Member of the Bundestag; for Waldshut;
- In office 4 November 1980 – 26 October 1998
- Preceded by: Norbert Nothhelfer
- Succeeded by: Thomas Dörflinger

Personal details
- Born: 2 October 1940 Waldshut-Tiengen, Germany
- Died: 2 March 2021 (aged 80)
- Party: Christian Democratic Union
- Children: 3, including Thomas

= Werner Dörflinger =

German politician (1940–2021)

Werner Dörflinger (2 October 1940 – 2 March 2021) was a German politician of the Christian Democratic Union (CDU) and a former member of the German Bundestag.

== Life ==
Dörflinger joined the CDU in 1961 and was chairman of the Waldshut district association of the Junge Union for ten years. Within the CDU he was deputy chairman from 1967 to 1991 and chairman of the Waldshut district association from 1991 to 1993. He was elected to the city council of Tiengen in 1965 and confirmed in 1971. In 1975, he also moved into the council of the newly formed city of Waldshut-Tiengen. Since 1994 he was again a member of the city council. From 1989 to 1994 he was a member of the Waldshut County Council.

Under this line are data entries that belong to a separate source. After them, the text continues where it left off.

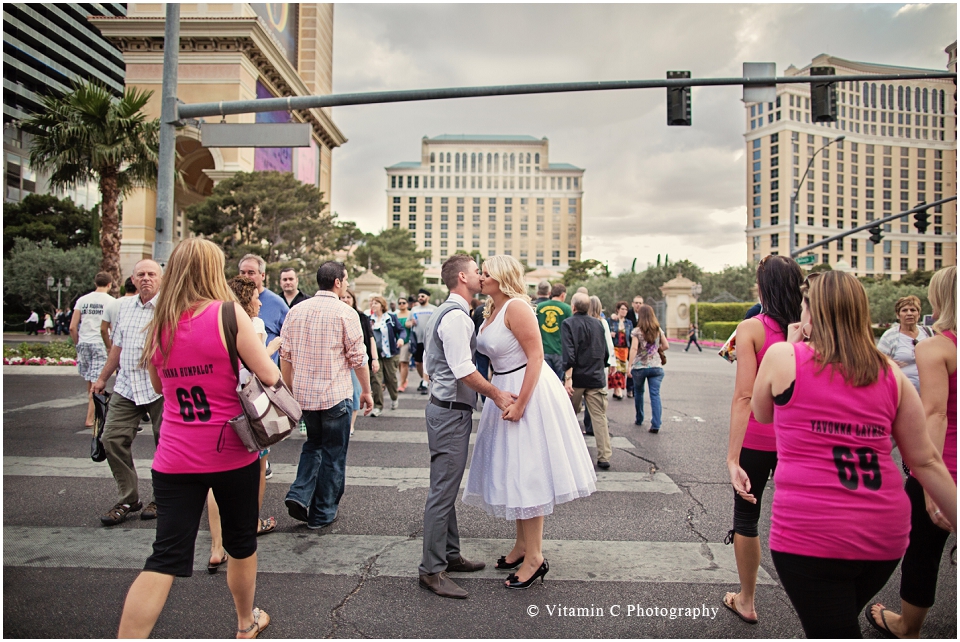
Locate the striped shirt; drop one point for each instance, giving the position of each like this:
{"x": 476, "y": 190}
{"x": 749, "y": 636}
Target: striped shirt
{"x": 133, "y": 382}
{"x": 323, "y": 340}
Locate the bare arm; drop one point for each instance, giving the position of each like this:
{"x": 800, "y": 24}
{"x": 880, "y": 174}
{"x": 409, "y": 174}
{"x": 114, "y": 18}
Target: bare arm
{"x": 522, "y": 322}
{"x": 75, "y": 326}
{"x": 919, "y": 453}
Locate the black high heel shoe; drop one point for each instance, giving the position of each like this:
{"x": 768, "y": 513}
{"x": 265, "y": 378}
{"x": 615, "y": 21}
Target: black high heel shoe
{"x": 504, "y": 565}
{"x": 514, "y": 582}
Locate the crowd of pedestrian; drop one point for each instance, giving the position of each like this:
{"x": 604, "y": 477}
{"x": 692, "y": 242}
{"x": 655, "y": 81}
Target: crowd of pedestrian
{"x": 817, "y": 406}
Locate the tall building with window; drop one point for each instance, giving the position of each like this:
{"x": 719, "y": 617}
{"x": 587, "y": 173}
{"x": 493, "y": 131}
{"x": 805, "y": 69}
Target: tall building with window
{"x": 899, "y": 149}
{"x": 488, "y": 194}
{"x": 46, "y": 47}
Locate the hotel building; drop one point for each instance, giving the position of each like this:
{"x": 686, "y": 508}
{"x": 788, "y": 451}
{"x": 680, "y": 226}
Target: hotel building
{"x": 488, "y": 194}
{"x": 900, "y": 149}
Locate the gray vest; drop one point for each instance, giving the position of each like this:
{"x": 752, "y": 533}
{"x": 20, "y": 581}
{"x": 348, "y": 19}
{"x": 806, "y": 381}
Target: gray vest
{"x": 443, "y": 385}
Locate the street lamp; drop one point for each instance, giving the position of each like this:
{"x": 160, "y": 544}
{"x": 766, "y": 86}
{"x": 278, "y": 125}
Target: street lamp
{"x": 792, "y": 244}
{"x": 695, "y": 290}
{"x": 58, "y": 287}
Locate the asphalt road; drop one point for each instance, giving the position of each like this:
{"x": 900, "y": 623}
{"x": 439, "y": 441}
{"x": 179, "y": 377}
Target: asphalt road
{"x": 650, "y": 538}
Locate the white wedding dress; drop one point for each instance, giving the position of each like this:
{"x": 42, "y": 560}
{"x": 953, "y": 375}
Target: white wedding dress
{"x": 522, "y": 469}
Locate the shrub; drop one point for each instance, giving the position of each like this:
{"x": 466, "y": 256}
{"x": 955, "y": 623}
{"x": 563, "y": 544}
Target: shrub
{"x": 718, "y": 330}
{"x": 711, "y": 312}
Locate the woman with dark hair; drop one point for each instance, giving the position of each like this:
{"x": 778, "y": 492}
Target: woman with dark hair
{"x": 370, "y": 344}
{"x": 199, "y": 451}
{"x": 752, "y": 448}
{"x": 937, "y": 364}
{"x": 620, "y": 329}
{"x": 841, "y": 519}
{"x": 648, "y": 343}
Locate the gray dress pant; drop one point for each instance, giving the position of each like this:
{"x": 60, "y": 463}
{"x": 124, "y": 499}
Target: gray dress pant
{"x": 448, "y": 433}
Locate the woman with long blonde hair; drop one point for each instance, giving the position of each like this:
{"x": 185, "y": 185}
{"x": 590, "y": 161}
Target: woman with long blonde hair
{"x": 841, "y": 519}
{"x": 929, "y": 528}
{"x": 199, "y": 450}
{"x": 529, "y": 457}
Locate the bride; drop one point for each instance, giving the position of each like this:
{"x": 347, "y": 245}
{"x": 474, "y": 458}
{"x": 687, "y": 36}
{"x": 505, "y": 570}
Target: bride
{"x": 531, "y": 456}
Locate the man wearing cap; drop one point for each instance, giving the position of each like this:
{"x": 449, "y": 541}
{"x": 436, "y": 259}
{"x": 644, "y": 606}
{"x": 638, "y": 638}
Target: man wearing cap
{"x": 417, "y": 320}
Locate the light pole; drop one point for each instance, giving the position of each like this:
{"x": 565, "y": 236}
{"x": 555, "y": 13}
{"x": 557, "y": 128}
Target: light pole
{"x": 695, "y": 290}
{"x": 792, "y": 244}
{"x": 58, "y": 287}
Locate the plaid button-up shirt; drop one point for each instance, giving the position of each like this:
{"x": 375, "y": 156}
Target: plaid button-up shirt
{"x": 323, "y": 340}
{"x": 133, "y": 382}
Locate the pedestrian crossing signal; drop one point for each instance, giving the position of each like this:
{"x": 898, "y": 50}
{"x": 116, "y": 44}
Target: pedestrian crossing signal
{"x": 678, "y": 101}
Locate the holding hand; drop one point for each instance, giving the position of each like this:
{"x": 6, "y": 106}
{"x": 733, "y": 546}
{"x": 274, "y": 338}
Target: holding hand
{"x": 504, "y": 399}
{"x": 514, "y": 412}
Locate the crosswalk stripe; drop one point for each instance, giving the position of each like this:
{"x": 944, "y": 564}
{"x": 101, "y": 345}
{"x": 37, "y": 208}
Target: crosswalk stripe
{"x": 391, "y": 556}
{"x": 399, "y": 478}
{"x": 410, "y": 437}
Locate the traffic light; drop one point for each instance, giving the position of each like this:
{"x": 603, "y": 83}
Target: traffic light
{"x": 823, "y": 97}
{"x": 921, "y": 219}
{"x": 678, "y": 101}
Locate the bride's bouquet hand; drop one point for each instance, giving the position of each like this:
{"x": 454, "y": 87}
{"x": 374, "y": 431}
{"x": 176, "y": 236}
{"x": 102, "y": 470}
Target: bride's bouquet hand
{"x": 514, "y": 412}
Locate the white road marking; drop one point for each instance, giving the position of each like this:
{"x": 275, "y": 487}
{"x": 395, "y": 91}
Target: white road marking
{"x": 399, "y": 478}
{"x": 412, "y": 437}
{"x": 331, "y": 554}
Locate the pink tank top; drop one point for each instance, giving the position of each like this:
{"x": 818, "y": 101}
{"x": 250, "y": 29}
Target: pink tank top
{"x": 761, "y": 436}
{"x": 950, "y": 443}
{"x": 199, "y": 397}
{"x": 839, "y": 493}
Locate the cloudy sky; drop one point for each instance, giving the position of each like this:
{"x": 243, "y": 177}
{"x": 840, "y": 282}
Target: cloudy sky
{"x": 648, "y": 188}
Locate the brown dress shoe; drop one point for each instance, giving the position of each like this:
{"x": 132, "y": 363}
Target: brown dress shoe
{"x": 442, "y": 585}
{"x": 461, "y": 565}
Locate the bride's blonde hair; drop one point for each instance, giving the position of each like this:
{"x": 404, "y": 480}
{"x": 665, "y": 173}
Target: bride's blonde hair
{"x": 508, "y": 272}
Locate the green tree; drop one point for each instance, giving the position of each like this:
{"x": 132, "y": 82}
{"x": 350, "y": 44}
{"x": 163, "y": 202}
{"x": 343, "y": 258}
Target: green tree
{"x": 270, "y": 214}
{"x": 579, "y": 271}
{"x": 90, "y": 135}
{"x": 26, "y": 270}
{"x": 44, "y": 216}
{"x": 393, "y": 254}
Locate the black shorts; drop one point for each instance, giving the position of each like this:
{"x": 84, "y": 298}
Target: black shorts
{"x": 180, "y": 500}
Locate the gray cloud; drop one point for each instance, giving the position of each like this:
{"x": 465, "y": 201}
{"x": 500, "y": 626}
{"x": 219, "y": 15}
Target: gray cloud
{"x": 649, "y": 188}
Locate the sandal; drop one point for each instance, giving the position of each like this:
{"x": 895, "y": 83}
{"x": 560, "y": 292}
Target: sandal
{"x": 731, "y": 604}
{"x": 256, "y": 625}
{"x": 213, "y": 568}
{"x": 267, "y": 525}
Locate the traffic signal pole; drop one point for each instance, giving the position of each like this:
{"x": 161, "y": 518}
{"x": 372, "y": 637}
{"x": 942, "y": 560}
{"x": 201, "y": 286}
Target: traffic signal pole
{"x": 867, "y": 226}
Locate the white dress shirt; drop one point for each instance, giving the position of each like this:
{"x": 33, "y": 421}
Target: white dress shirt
{"x": 456, "y": 332}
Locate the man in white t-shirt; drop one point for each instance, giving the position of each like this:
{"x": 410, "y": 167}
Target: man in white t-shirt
{"x": 85, "y": 332}
{"x": 110, "y": 313}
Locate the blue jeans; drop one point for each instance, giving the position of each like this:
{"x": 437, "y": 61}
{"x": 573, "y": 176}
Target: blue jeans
{"x": 322, "y": 468}
{"x": 655, "y": 376}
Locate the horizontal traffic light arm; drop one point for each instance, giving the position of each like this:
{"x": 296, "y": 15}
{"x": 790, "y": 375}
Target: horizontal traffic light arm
{"x": 223, "y": 108}
{"x": 867, "y": 226}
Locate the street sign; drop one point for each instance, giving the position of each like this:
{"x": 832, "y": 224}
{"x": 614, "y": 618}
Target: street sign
{"x": 255, "y": 134}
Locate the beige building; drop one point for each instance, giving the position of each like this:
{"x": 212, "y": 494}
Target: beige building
{"x": 233, "y": 51}
{"x": 489, "y": 194}
{"x": 900, "y": 149}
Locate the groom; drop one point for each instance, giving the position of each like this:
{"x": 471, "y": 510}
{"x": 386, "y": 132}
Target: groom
{"x": 454, "y": 384}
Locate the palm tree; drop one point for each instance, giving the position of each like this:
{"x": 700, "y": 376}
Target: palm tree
{"x": 90, "y": 135}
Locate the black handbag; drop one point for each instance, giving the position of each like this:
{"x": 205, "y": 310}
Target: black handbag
{"x": 100, "y": 403}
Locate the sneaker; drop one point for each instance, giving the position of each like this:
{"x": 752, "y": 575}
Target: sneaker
{"x": 150, "y": 511}
{"x": 119, "y": 512}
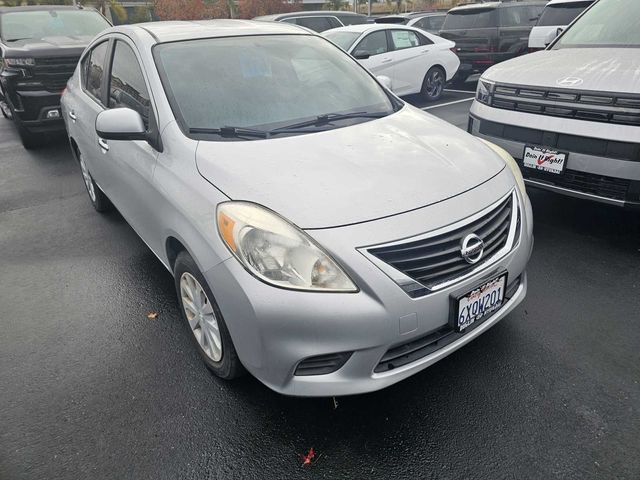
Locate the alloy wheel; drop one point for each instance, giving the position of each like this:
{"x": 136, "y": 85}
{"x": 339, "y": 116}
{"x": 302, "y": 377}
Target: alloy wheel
{"x": 201, "y": 316}
{"x": 435, "y": 83}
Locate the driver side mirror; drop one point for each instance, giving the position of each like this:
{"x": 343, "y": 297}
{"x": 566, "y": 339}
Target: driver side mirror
{"x": 120, "y": 124}
{"x": 551, "y": 36}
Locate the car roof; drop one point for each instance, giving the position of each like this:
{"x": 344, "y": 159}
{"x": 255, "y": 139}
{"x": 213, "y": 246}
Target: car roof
{"x": 42, "y": 8}
{"x": 370, "y": 27}
{"x": 309, "y": 13}
{"x": 555, "y": 2}
{"x": 485, "y": 5}
{"x": 187, "y": 30}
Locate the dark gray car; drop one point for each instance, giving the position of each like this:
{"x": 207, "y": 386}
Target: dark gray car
{"x": 490, "y": 33}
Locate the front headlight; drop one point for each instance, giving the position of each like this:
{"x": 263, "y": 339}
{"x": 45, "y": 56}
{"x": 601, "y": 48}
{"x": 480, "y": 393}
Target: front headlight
{"x": 19, "y": 62}
{"x": 484, "y": 91}
{"x": 278, "y": 252}
{"x": 511, "y": 163}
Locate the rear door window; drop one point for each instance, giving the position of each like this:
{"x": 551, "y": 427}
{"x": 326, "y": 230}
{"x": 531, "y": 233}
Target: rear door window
{"x": 93, "y": 70}
{"x": 471, "y": 18}
{"x": 127, "y": 87}
{"x": 373, "y": 44}
{"x": 402, "y": 39}
{"x": 514, "y": 17}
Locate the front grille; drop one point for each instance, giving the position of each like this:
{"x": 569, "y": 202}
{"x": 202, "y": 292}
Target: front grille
{"x": 418, "y": 348}
{"x": 437, "y": 259}
{"x": 623, "y": 109}
{"x": 562, "y": 141}
{"x": 322, "y": 364}
{"x": 53, "y": 72}
{"x": 600, "y": 185}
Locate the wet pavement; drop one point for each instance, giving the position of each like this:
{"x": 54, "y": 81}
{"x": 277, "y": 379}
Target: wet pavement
{"x": 91, "y": 388}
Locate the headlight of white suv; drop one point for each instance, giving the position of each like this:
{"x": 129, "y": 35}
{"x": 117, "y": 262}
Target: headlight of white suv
{"x": 511, "y": 163}
{"x": 484, "y": 91}
{"x": 278, "y": 252}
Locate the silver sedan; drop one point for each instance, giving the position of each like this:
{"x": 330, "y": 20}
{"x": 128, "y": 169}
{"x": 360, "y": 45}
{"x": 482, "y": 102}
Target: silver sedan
{"x": 323, "y": 235}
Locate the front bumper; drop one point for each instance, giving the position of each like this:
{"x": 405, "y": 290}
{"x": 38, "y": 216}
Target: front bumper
{"x": 603, "y": 163}
{"x": 275, "y": 329}
{"x": 34, "y": 109}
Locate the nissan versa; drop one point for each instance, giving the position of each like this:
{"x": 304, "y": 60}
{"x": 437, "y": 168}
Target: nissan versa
{"x": 570, "y": 114}
{"x": 323, "y": 235}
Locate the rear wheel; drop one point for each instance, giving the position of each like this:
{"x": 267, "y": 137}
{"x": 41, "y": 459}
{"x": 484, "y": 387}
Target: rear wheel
{"x": 98, "y": 199}
{"x": 204, "y": 319}
{"x": 433, "y": 84}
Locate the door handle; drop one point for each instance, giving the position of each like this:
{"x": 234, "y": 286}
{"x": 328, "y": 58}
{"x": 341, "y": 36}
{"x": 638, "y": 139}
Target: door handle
{"x": 103, "y": 145}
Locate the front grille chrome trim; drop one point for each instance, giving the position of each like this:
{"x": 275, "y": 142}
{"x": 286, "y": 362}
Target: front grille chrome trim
{"x": 416, "y": 289}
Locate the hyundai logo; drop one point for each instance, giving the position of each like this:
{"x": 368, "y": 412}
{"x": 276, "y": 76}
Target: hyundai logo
{"x": 472, "y": 248}
{"x": 569, "y": 81}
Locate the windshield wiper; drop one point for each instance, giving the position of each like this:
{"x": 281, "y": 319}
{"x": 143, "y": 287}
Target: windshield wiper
{"x": 231, "y": 132}
{"x": 329, "y": 118}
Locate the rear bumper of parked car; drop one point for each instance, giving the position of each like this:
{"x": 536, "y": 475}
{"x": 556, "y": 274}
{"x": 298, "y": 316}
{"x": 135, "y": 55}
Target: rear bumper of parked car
{"x": 278, "y": 333}
{"x": 603, "y": 163}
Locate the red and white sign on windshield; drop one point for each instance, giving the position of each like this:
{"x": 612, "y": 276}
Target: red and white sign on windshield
{"x": 550, "y": 161}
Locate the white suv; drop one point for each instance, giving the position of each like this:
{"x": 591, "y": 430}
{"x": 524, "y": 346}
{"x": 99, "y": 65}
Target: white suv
{"x": 570, "y": 114}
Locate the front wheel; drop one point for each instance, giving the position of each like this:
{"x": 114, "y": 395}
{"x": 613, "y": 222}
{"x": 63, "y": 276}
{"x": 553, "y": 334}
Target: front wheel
{"x": 204, "y": 318}
{"x": 433, "y": 84}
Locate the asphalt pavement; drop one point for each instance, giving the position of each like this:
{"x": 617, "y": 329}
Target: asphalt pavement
{"x": 92, "y": 388}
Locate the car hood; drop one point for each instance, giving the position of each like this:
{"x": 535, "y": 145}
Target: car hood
{"x": 599, "y": 69}
{"x": 352, "y": 174}
{"x": 41, "y": 47}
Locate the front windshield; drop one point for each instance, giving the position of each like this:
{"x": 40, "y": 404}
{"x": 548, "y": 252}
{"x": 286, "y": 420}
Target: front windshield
{"x": 264, "y": 82}
{"x": 609, "y": 23}
{"x": 343, "y": 39}
{"x": 561, "y": 13}
{"x": 38, "y": 24}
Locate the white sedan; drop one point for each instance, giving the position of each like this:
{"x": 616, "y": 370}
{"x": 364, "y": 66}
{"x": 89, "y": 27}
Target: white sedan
{"x": 414, "y": 60}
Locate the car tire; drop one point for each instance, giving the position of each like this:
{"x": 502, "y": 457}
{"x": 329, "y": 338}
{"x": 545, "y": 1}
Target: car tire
{"x": 98, "y": 199}
{"x": 433, "y": 84}
{"x": 204, "y": 319}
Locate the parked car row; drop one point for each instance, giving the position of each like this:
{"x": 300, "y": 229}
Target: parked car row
{"x": 324, "y": 234}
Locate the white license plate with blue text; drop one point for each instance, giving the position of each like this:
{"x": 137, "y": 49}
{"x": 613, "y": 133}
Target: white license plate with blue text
{"x": 480, "y": 302}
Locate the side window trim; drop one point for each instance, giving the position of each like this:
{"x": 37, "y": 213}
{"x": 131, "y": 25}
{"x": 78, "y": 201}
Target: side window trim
{"x": 391, "y": 44}
{"x": 153, "y": 128}
{"x": 83, "y": 73}
{"x": 371, "y": 33}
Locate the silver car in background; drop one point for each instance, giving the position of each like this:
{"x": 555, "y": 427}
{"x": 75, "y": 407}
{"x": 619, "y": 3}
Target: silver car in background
{"x": 570, "y": 114}
{"x": 323, "y": 235}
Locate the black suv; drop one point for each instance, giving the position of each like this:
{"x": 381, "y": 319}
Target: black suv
{"x": 318, "y": 21}
{"x": 40, "y": 48}
{"x": 489, "y": 33}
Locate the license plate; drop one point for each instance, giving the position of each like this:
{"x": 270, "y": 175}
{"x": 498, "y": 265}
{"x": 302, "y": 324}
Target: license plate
{"x": 480, "y": 302}
{"x": 544, "y": 159}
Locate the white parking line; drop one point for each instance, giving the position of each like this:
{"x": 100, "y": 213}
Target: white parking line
{"x": 448, "y": 103}
{"x": 452, "y": 90}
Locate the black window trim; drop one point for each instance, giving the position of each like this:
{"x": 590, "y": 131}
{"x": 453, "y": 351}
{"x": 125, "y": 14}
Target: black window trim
{"x": 153, "y": 130}
{"x": 393, "y": 45}
{"x": 87, "y": 54}
{"x": 362, "y": 39}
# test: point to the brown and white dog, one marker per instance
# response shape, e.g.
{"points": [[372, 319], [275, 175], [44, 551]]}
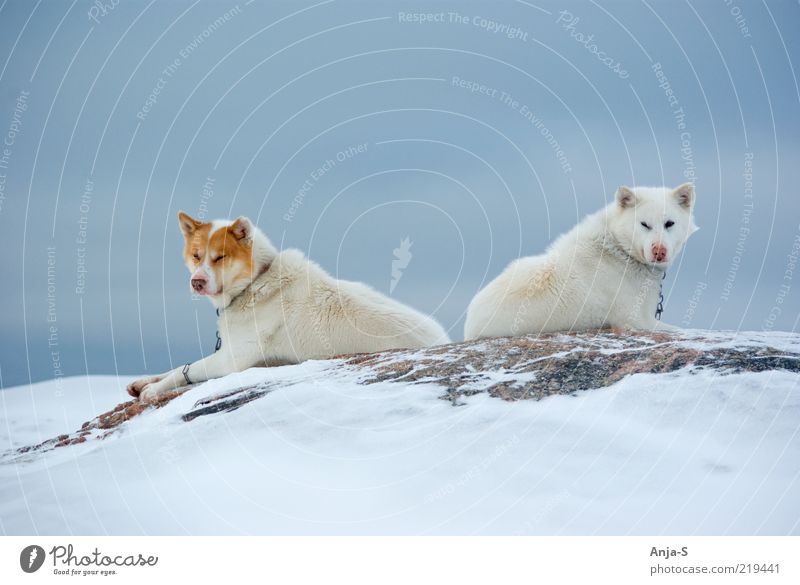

He was a member of the German Bundestag for five election periods from 4 November 1980 to 26 October 1998. He was elected directly for the CDU in the Waldshut constituency. In the Bundestag, he had been chairman of the Committee for Regional Planning, Building and Urban Development since February 1992.
He was married. His son is politician Thomas Dörflinger.